You know to me, in some ways post modernism was a dumbing down. It accepted an artists political point of view as long as it was cleverly hidden in intellectual reference, but seemed uncomfortable with putting the message undeniably in people’s faces where it might actually do some good. Exhibits that didactic might anger patrons and cost institutions contributions. Post modernism certainly gave us some outrageous shows and ones that stirred controversy but did they really do anything in the public arena besides create a fashionable buzz?
Photography is SO powerful, why not use it to its fullest power and exploit all of the ways it allows us to express ourselves. Look at Eugene Smith’s book about his wife’s cancer. Or pretty much any photographs Sebastião Salgado takes of people who are misplaced or victimized. I have never wanted to give money to beggars on the street because I’m never sure that it isn’t just for booze. But when I see Salgado’s pictures of world crisis circumstances, I have a whole new take on poverty and would like to see money given there. It’s an amazing power that his best photographs have.

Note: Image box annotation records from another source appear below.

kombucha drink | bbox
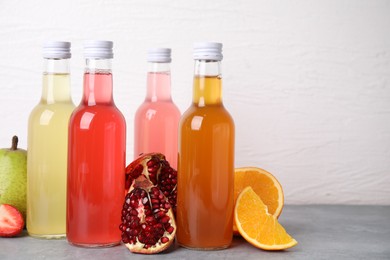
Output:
[27,42,74,239]
[177,43,235,250]
[67,41,126,247]
[134,48,180,169]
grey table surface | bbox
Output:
[0,205,390,260]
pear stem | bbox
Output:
[11,135,19,151]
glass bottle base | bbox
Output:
[27,231,66,240]
[178,243,230,251]
[68,240,120,248]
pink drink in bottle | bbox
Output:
[67,41,126,247]
[134,48,180,169]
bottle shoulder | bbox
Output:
[180,105,234,127]
[30,102,75,118]
[70,105,126,125]
[136,101,181,117]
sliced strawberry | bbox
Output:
[0,204,24,237]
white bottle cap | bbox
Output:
[43,41,72,59]
[193,42,223,61]
[84,41,114,59]
[148,48,172,63]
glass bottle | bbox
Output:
[134,48,180,169]
[176,42,235,250]
[26,41,75,239]
[66,41,126,247]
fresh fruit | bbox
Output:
[233,167,284,235]
[119,175,176,254]
[234,186,298,250]
[126,153,177,214]
[0,136,27,219]
[0,204,24,237]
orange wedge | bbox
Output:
[234,187,298,250]
[233,167,284,235]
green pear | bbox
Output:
[0,136,27,220]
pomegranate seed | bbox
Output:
[155,210,165,219]
[161,237,169,244]
[166,226,175,234]
[145,216,156,223]
[160,216,171,224]
[142,197,149,205]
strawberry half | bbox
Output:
[0,204,24,237]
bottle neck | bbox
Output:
[145,62,171,102]
[192,60,222,107]
[83,59,114,106]
[41,59,72,104]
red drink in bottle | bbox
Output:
[67,41,126,247]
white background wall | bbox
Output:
[0,0,390,205]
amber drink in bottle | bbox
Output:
[177,42,235,250]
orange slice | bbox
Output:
[234,187,298,250]
[233,167,284,235]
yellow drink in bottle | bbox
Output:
[27,41,74,238]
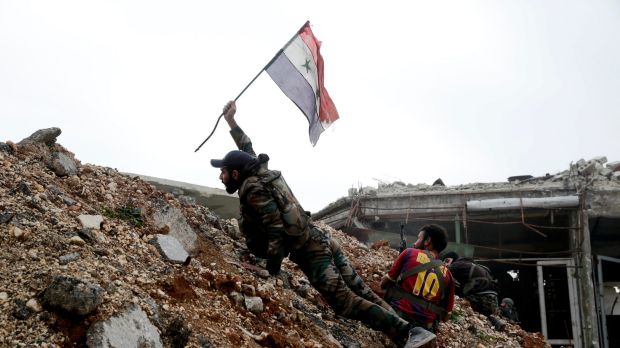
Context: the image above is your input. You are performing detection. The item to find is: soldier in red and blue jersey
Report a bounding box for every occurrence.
[381,225,455,331]
[211,101,435,348]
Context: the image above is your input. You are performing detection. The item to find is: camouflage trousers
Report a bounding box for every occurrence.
[465,293,497,317]
[290,227,410,339]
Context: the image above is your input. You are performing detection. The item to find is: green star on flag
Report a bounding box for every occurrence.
[302,58,310,72]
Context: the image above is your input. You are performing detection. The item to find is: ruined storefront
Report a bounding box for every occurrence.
[314,157,620,347]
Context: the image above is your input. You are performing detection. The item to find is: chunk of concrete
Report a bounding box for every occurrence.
[150,234,189,264]
[78,214,103,230]
[86,305,163,348]
[590,156,607,164]
[607,161,620,172]
[47,152,78,176]
[17,127,62,145]
[577,161,597,175]
[245,296,263,314]
[42,276,104,316]
[153,202,198,252]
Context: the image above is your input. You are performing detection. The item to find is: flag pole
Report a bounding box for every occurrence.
[194,21,310,152]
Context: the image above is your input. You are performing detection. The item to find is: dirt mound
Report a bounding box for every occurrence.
[0,129,545,347]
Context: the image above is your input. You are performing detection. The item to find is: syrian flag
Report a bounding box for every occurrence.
[265,22,338,146]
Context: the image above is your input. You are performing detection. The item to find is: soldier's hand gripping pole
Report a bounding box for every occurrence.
[398,222,407,253]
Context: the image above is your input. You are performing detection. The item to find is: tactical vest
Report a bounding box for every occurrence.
[463,261,498,296]
[385,252,448,319]
[239,169,310,258]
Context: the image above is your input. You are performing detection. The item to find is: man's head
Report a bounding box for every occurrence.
[441,251,459,265]
[500,297,515,308]
[413,225,448,253]
[211,150,256,193]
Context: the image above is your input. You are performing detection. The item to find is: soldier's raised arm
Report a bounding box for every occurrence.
[222,100,256,156]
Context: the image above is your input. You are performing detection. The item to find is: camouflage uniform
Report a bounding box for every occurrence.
[465,293,497,316]
[230,127,410,340]
[449,258,498,316]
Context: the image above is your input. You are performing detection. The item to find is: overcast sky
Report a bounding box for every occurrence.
[0,0,620,211]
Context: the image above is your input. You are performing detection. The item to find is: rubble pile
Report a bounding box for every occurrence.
[344,156,620,198]
[0,128,547,347]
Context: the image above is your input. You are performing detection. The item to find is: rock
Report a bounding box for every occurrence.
[245,296,263,314]
[241,284,256,296]
[47,152,78,176]
[606,161,620,172]
[62,196,77,205]
[257,283,276,295]
[226,219,243,240]
[58,253,80,265]
[577,161,597,175]
[153,202,198,252]
[230,291,245,307]
[0,141,13,153]
[86,305,163,348]
[17,127,62,146]
[78,214,103,230]
[78,228,95,243]
[42,276,104,316]
[295,284,310,298]
[150,234,189,264]
[69,236,86,246]
[26,298,43,313]
[0,210,14,224]
[598,168,613,179]
[13,226,24,239]
[13,300,31,320]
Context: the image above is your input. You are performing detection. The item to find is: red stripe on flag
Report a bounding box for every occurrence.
[299,23,339,123]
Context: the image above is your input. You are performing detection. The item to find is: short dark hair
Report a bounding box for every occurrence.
[420,224,448,252]
[441,251,459,261]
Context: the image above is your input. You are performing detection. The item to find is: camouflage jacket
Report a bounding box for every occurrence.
[230,127,310,272]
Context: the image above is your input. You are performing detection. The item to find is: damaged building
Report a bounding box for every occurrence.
[313,157,620,347]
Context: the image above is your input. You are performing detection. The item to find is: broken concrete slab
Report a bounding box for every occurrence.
[86,305,163,348]
[245,296,263,314]
[17,127,62,145]
[42,276,104,316]
[150,234,189,264]
[153,202,198,252]
[47,152,78,176]
[78,214,103,230]
[606,161,620,172]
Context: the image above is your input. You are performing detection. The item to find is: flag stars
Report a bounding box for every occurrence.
[302,59,310,73]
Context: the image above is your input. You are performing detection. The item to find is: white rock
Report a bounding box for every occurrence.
[69,236,86,245]
[78,214,103,230]
[26,298,43,312]
[13,226,24,238]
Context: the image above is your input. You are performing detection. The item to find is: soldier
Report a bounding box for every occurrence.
[381,225,454,331]
[499,297,520,324]
[211,101,435,348]
[443,251,506,331]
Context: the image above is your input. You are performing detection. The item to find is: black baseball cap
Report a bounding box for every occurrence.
[211,150,256,169]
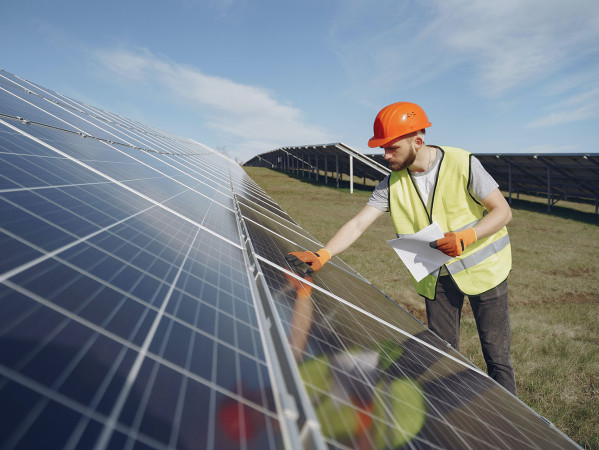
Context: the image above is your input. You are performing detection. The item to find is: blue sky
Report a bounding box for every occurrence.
[0,0,599,161]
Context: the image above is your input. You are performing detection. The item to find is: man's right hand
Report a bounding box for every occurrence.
[285,248,331,273]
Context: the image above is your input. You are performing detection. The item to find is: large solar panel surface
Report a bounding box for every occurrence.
[0,71,576,449]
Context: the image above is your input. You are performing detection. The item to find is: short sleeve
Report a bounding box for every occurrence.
[468,156,499,200]
[366,175,389,212]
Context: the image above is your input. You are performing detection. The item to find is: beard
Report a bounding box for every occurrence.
[388,151,416,172]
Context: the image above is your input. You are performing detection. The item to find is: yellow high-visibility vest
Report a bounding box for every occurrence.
[389,147,512,300]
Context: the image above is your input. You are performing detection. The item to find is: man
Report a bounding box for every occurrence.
[287,102,516,395]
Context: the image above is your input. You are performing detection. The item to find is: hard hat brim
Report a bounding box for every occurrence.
[368,136,401,148]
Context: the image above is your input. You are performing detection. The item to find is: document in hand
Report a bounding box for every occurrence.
[387,222,452,281]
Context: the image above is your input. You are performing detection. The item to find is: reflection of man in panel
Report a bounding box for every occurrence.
[288,102,516,394]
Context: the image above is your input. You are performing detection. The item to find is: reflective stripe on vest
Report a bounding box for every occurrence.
[446,234,510,275]
[389,147,511,299]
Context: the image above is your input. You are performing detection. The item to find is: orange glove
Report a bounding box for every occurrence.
[285,248,331,273]
[431,228,476,258]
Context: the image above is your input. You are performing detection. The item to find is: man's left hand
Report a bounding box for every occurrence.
[431,228,476,258]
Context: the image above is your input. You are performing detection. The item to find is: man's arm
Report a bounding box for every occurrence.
[473,189,512,240]
[324,205,384,257]
[431,188,512,257]
[285,205,384,273]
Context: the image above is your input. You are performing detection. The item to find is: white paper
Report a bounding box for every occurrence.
[387,222,452,281]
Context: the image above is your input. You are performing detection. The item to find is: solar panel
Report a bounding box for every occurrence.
[0,71,576,449]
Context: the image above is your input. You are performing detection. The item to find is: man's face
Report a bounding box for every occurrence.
[383,136,416,172]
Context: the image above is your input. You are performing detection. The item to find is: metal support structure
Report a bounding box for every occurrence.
[349,155,354,194]
[547,166,551,212]
[507,163,512,205]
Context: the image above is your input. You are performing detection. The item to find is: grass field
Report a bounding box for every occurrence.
[245,167,599,449]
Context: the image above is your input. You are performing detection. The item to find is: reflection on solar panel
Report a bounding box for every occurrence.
[0,67,576,449]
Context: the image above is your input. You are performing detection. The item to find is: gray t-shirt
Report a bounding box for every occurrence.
[367,146,499,212]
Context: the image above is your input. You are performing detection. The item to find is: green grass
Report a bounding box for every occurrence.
[245,167,599,449]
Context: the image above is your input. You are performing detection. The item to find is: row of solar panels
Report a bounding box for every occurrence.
[0,71,576,449]
[251,143,599,214]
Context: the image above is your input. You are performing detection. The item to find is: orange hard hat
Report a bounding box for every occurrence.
[368,102,431,147]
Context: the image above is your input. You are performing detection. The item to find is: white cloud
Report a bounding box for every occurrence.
[96,49,329,159]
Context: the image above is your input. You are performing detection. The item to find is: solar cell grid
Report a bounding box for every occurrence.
[0,67,574,449]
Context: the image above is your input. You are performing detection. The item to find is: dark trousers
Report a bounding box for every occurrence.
[426,276,517,395]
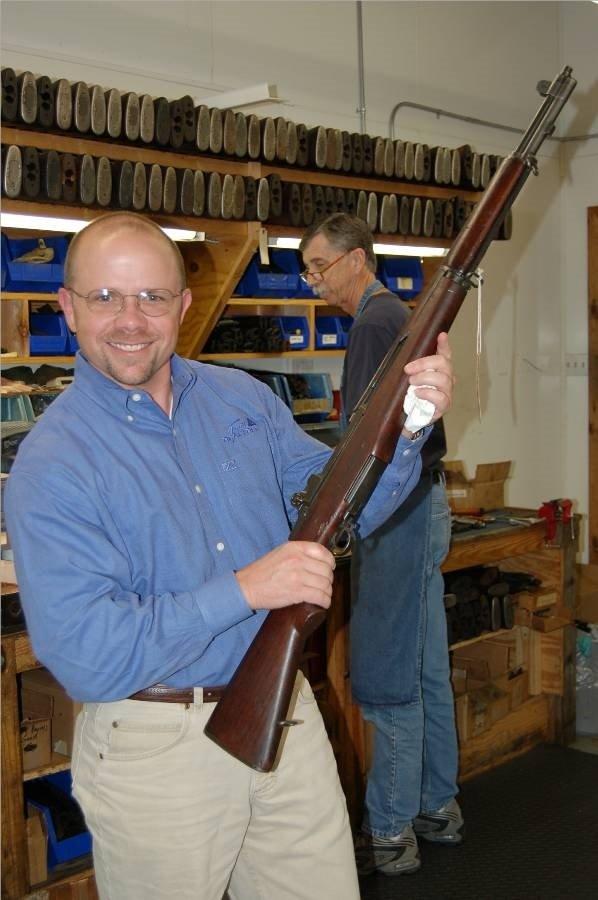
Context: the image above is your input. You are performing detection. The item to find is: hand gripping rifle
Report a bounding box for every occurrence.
[205,66,576,772]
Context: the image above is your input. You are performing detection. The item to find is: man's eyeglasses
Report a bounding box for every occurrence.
[299,250,351,284]
[67,288,182,317]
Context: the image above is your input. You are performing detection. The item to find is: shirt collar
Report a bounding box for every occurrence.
[73,350,196,412]
[353,278,386,319]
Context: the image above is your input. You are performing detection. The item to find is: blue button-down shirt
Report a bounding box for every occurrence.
[6,354,422,701]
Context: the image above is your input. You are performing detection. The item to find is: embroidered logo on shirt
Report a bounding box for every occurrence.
[224,419,257,444]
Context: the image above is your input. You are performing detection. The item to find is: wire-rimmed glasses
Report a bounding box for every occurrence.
[66,287,182,317]
[299,250,351,284]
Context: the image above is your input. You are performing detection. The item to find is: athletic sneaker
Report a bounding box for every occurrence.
[355,825,421,876]
[413,797,465,846]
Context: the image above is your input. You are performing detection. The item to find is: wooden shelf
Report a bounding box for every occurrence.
[23,753,71,781]
[261,163,483,203]
[0,291,58,303]
[449,628,513,650]
[2,198,256,243]
[2,125,253,178]
[2,126,483,202]
[0,356,75,366]
[197,349,345,362]
[442,521,546,572]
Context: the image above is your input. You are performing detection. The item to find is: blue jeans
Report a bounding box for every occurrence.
[362,484,458,837]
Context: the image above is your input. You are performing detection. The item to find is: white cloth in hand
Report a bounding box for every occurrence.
[403,384,436,433]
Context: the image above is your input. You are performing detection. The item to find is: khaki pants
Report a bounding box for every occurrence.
[72,676,359,900]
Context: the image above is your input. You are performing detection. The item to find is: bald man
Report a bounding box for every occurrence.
[6,213,453,900]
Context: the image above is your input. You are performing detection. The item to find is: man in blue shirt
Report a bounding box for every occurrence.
[301,213,463,876]
[6,213,453,900]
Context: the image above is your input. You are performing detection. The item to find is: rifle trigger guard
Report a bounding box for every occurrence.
[291,491,307,509]
[330,521,355,557]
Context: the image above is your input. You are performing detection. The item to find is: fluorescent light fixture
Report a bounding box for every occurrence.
[193,82,283,109]
[268,237,301,250]
[0,212,205,241]
[268,237,447,257]
[374,244,447,257]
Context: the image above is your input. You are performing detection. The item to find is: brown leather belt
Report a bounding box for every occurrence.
[128,684,226,703]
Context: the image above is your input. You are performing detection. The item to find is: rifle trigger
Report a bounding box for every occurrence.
[291,491,307,509]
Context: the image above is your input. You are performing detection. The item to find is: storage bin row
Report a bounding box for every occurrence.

In a way, therein lies the difference between the work I do and the postmodernist movement. The comparison here is the difference between Annie Liebovitz’s work and Salgado’s. They’re both taking pictures of people, but they have VERY different ideas about how those pictures will get used and what it is hoped those pictures will inspire.
That’s what I did. I had a different idea about what was important to my life, how my art might serve those issues, and how to use the work through the emerging mediums to expand the exposure of the ideas to evermore people. Postmodernism didn’t serve me in getting that done and has chosen to dismiss my efforts as journalistic, and not art. I supposed the textiles and the new digital prints are viewed as aberrations of old age.
We all do what we think we have to do.